SPEAKER_03:And I remember it it's really hot inside the driver's compartment, especially when you have the hatch closed. And we're sitting up on this overlook uh on this mountain with about it's about a 300-foot drop, I'd say. And my loader wanted to wanted to switch places with me. Like, oh yeah, I'll switch places with you. I can get some air, you know. So anyway, uh we get this this order to move or whatnot, and he he hits the start button. And I forget his name. I'll just call him Fred. Fred, do not release that click parking break.
unknown:No.
SPEAKER_03:I'm like, oh, did you release a parking brake? Yeah, I released it. Creep, creep, creep. We start creeping towards this this edge, and I I I forget how close we were, but we're creeping towards this edge. It's a 300-foot drop. I'm not going with this thing. Yeah. I start climbing out. I got the, you know, uh, I'm wired in with this helmet, but I got the wire stretch as far as it goes, and I got the tank coming here, you know. Let me get back in there, get back in this tank. I'm like, ass, I am not going over that cliff. And it it really took a long time for it to start. I thought it was gonna abort. Yeah. But still yet, I wasn't going over the a cliff in a tank, but uh it started and he stopped, and we're like on the edge, and it's like I knew better, but I didn't tell him in time. I tried to tell him like sudden and then he released it.
SPEAKER_01:It's like, oh that's gonna be an awful feeling.
SPEAKER_03:Right. Like I said, I was I was I was not going over with that tank though.
SPEAKER_01:Yeah, you don't need to do that. Well, we have talked about a lot of things here today, Jerry. And for a guy who doesn't talk, we talked, like I said, for we're we're over an hour and a half now.
SPEAKER_03:Oh, well, I I've got so many stories in me, and that's why I said uh, you know, once I get started.

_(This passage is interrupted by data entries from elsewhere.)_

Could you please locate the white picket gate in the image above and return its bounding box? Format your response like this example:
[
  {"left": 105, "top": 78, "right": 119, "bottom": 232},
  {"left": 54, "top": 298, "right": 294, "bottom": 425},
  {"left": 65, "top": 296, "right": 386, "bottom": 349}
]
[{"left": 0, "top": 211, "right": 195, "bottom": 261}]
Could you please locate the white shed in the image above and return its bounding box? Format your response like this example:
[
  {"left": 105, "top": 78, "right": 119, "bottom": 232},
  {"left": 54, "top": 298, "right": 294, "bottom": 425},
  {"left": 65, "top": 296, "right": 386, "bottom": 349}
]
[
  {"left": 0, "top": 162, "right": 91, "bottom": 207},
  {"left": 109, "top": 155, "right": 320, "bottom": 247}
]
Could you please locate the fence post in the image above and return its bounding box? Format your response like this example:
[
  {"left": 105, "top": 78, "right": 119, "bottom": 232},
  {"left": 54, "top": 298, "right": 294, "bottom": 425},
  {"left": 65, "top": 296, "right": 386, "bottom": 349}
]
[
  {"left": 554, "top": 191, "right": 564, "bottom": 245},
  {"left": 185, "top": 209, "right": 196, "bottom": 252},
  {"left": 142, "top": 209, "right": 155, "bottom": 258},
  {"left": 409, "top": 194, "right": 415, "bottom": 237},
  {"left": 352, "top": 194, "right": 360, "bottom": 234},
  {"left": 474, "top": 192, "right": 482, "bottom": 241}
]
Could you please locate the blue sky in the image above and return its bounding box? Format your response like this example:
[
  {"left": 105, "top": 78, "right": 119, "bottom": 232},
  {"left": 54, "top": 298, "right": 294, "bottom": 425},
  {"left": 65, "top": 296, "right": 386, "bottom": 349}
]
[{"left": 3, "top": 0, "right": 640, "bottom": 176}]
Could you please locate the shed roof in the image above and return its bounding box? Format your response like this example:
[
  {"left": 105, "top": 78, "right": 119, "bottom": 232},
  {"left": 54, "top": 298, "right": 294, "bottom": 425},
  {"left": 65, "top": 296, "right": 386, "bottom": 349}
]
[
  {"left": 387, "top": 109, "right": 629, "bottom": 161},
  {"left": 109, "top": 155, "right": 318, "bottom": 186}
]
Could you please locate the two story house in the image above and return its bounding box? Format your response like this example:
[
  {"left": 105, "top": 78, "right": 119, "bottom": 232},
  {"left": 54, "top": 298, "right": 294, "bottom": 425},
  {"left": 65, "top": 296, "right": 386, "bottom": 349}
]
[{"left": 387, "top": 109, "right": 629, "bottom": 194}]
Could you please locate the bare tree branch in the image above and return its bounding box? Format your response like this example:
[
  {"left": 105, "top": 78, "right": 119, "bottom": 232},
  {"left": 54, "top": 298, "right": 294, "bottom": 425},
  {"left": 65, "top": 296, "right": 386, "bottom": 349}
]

SPEAKER_01:Yeah, yeah. Well, I'm I'm glad to hear all of them. Um, you know, as we as we kind of get ready to wrap up, unless there's something, anything else that you want to share, um the only other question I have for you is, you know, people will be listening to this soon and you know, years down the road, maybe even after you and I are both not here anymore. So the the kind of final question is, you know, what message would you like to leave for people um about how you lived your life and and you know, just uh, you know, some advice for them in the future.
SPEAKER_03:I would just like to tell some of these young people uh uh you know the the services need good, smart people that that uh that can handle handle the challenge. Uh don't expect it to be easy, they're not gonna give it to you. But uh I think you'll uh get a lot of self confidence out of it. You'll get a lot of training, and uh for the most part you will be a way better person on the other side of it.
SPEAKER_01:So all right. Well, thanks for sharing that. Thanks for spending the afternoon with me. I appreciate it, Jerry.
SPEAKER_03:Hey, no problem. Thanks for having me. You're welcome.